I have been procrastinating planning for 2018, so I'm forcing myself to sit down for an hour a day to do it. Today, I start with the nicest part, at least to me; planning the school terms.
I printed out the holidays for 2018 and a blank year-at-a-glance calendar. What I did was to first circle all the public holidays and possible leave days for my husband and shade the long weekends. I also shaded in important Islamic dates like the start of Ramadan and the last ten days of that month.
That done, I shaded in my school weeks, usually five weeks long with breaks in between. For breaks, I also consider the usual dates when we take a break as a family and when my husband's company has its yearly shutdown. You can also put in other dates important to you as a family so you can include it in your homeschool or take that day off.
In addition, I printed the Hijrah calendar as I aim to be more conscious of our Islamic dates through the year. They were downloaded from the Islamic Religious Council's website where I am.
Alhamdulillah! Step 1 done. InsyaAllah, next I will be looking at reflecting and resetting our intentions for HS next year and setting down goals for us a family and individually.
I came back from my break with a renewed sense of what I wanted and knowing that in a world linked virtually, I do not have to confine myself to be among those who are unlike me because there are people out there living lives not set in the same stone as what I have always known possible. Hence, I shall not have to feel like the strange one always.
It is a real struggle when homeschooling in a grades-crazed country, and I'm not talking just about school grades.
So today, I let go of familiar encumberances in my head when I teach. I sought to teach in light of my reflection of the world and the words that explain it within the patterns of childhood that I believe is nearest to its natural form.
I do not think however that it means it has to be simple, so I placed the challenge up a notch from my usual plane. The children were a bit caught unaware of what they should do and how they should tread. I see the more challenging activities avoided but I shall place it before them again in the future.
My happiest thought today was that they were working, alone and as partners.
Today, we talked about the Coming of Humans after I rounded up what we have learned about Creation and early life before Man that we have previously covered. I pointed out that as Muslims we believe that Adam was the first human and that it was no coincidence that we were placed here after earth has gone through its many mutations and was covered with plants and animals to nourish humans.
We did not skip the science of course, that scientists have certain opinions of how humans evolved and that many lifeforms have gone through much evolution.
I think the lesson here is how blessed we are to have been given existence, for the millions of years that have passed to give us today is so complex and mind-boggling and that as humans we are indebted to our Creator beyond measure and that we are caretakers of what is before us.

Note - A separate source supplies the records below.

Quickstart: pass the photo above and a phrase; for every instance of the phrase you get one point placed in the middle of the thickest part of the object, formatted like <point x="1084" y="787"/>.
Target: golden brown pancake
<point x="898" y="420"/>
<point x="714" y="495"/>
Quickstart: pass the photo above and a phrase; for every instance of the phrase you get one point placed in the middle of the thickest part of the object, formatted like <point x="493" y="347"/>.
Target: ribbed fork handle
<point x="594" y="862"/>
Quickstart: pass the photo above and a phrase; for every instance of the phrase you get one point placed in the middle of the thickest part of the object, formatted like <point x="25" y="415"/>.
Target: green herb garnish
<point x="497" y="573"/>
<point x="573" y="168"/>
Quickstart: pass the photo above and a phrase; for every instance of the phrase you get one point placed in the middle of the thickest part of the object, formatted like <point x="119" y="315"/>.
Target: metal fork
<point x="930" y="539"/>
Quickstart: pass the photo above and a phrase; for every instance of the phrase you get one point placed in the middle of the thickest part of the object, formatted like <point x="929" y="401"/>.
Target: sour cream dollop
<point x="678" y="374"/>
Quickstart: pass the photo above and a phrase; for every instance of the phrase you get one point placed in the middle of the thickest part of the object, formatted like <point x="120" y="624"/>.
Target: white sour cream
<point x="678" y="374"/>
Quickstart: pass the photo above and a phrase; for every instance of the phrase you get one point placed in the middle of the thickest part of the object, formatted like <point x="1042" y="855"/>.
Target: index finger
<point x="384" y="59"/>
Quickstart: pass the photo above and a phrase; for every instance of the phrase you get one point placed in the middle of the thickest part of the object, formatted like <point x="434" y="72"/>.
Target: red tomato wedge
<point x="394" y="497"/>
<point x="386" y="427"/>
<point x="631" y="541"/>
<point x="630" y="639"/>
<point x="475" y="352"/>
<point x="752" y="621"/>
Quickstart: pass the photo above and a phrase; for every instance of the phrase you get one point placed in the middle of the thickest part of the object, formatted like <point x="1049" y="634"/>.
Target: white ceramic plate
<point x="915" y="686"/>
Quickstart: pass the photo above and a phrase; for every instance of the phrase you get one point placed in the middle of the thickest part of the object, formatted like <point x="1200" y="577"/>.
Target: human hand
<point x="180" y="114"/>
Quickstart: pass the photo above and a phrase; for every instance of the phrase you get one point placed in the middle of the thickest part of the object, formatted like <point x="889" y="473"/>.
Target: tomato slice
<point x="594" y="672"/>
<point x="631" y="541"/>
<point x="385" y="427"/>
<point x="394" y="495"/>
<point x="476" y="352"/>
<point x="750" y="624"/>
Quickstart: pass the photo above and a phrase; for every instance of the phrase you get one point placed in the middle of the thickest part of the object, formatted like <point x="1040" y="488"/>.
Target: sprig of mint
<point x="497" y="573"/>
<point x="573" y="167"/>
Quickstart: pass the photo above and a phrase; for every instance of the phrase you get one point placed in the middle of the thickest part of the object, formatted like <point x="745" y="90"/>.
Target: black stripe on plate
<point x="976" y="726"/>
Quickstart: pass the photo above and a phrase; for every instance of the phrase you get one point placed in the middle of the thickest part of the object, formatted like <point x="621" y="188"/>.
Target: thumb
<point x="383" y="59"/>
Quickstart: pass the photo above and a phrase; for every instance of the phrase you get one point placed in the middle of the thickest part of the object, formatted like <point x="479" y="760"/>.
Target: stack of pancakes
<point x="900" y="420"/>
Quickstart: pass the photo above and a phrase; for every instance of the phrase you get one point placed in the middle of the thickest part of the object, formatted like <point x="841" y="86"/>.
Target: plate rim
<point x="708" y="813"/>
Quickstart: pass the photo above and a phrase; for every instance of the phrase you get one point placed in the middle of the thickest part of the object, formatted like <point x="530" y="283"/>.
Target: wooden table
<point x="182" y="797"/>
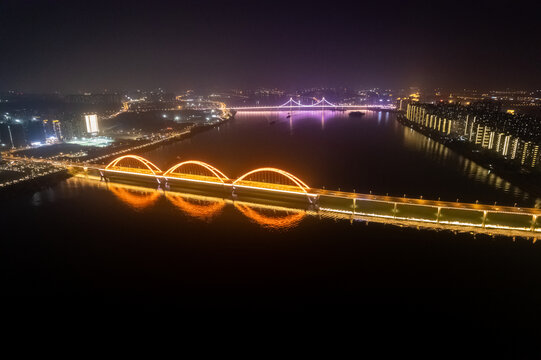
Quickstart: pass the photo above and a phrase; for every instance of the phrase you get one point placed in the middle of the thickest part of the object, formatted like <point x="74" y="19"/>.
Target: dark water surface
<point x="88" y="241"/>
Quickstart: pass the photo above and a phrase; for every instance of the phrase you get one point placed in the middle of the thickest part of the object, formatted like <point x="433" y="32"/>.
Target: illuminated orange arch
<point x="291" y="177"/>
<point x="153" y="168"/>
<point x="217" y="173"/>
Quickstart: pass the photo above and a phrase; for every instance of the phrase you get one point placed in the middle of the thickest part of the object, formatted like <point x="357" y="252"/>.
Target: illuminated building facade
<point x="91" y="121"/>
<point x="515" y="137"/>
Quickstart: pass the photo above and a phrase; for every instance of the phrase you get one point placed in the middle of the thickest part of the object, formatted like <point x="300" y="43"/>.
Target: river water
<point x="86" y="240"/>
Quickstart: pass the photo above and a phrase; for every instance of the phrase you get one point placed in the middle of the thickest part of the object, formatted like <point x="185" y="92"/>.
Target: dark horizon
<point x="88" y="45"/>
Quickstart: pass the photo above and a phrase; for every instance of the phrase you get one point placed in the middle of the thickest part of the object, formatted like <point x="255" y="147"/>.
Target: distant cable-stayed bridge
<point x="322" y="104"/>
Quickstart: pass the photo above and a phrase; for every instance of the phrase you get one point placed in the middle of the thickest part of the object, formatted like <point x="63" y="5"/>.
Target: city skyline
<point x="72" y="46"/>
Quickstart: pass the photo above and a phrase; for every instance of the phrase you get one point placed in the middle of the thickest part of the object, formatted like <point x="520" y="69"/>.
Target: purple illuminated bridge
<point x="322" y="104"/>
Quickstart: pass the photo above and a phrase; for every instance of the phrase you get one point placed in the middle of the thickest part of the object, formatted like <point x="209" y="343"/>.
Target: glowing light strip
<point x="276" y="190"/>
<point x="502" y="227"/>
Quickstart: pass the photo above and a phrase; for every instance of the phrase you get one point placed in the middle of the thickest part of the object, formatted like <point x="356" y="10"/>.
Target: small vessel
<point x="356" y="114"/>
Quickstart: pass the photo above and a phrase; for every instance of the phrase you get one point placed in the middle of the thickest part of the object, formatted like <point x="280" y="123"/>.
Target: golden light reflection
<point x="137" y="198"/>
<point x="199" y="208"/>
<point x="272" y="219"/>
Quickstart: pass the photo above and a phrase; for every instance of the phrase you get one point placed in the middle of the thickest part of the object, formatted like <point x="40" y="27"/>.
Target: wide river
<point x="87" y="240"/>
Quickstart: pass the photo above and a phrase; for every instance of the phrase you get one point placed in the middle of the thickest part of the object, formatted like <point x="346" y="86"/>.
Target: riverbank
<point x="43" y="182"/>
<point x="528" y="180"/>
<point x="35" y="184"/>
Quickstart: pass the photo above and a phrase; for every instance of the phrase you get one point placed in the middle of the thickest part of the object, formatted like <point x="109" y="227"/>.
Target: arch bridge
<point x="278" y="182"/>
<point x="195" y="171"/>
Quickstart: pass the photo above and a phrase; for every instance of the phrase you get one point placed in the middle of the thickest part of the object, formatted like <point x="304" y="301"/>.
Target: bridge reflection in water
<point x="290" y="199"/>
<point x="206" y="208"/>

This is not just my opinion but something embedded in our faith and I must point out in Montessori's elementary educational philosophy.
So I think sometimes the lesson is not just the science or the history, or whatever syllabus you are covering (which is important that you should cover, I should stress) but how the lesson impresses on the inner consciousness of the child that will become the adult.
I have always been intrigued by the wonderful homemade craft materials and sensory play activities I have seen online and was eager to try it out myself. This was most suitable for my 3-year old and so, I had reached out to those with children around that age who have expressed interest in my classes but have not been able to join us as there was no vacancy.
With the attendance of the other children confirmed, I set out to make the materials starting from about two weeks before the actual event. This allowed me to enjoy the process of creating and learning how to make new materials I have never made before; the rainbow rice and homemade paint.
On the actual day, I was quite happy with the outcome. Plus, I have found a new channel for my furniture-moving habit - creating play areas - and I love our newfound space at home after the adjustments I made. I have however learned a few things from this experience:
Making your own materials
Allow for time to test your homemade materials as they are not standardised. What works one day may not work again the next time. The first time I made playdough for a group of children, the event was held at an air-conditioned room. On hindsight, I also used a different recipe. Maybe, just like baking, you have to consider the weather differences here in the equator and the recipes online which are from temperate countries.
I was worried that the dough would be too cold, so I took it out an hour before the session. That proved to be a mistake because they were sticky by the time we started.
As I wanted a more rustic and natural feel, I got plyboards instead of plastic boards. The already sticky dough didn't take well to this.
The rice I made two days earlier were still damp. I should have either air-dried them flat or put them in the fridge after draining the water. The temperature in my mini fridge also turned out too cold that the rice I did manage to put inside became brittle and was easily crushed.
Next time, I'd give two days for them to dry in the regular section of the fridge.
The paint turned out nicely when used although I was peeved that it did not cake after 24 hours as stated online. Again, always allow yourself extra time.
I rotated myself among the four stations stepping in only when help is needed or to assist in extending play with what I know is available. I resisted overly suggesting activities to any display of hesitation or tiredness, trying to keep to just inviting the child the play when I see an opportunity.
The parents who stayed during the session were most forgiving of my shortcomings and I hope I have made their trip fulfilling: )
My little clients were the most understanding; most playing without a break for the 2 hour session. In fact play picked up speed at the start of the second hour and started to taper towards the end.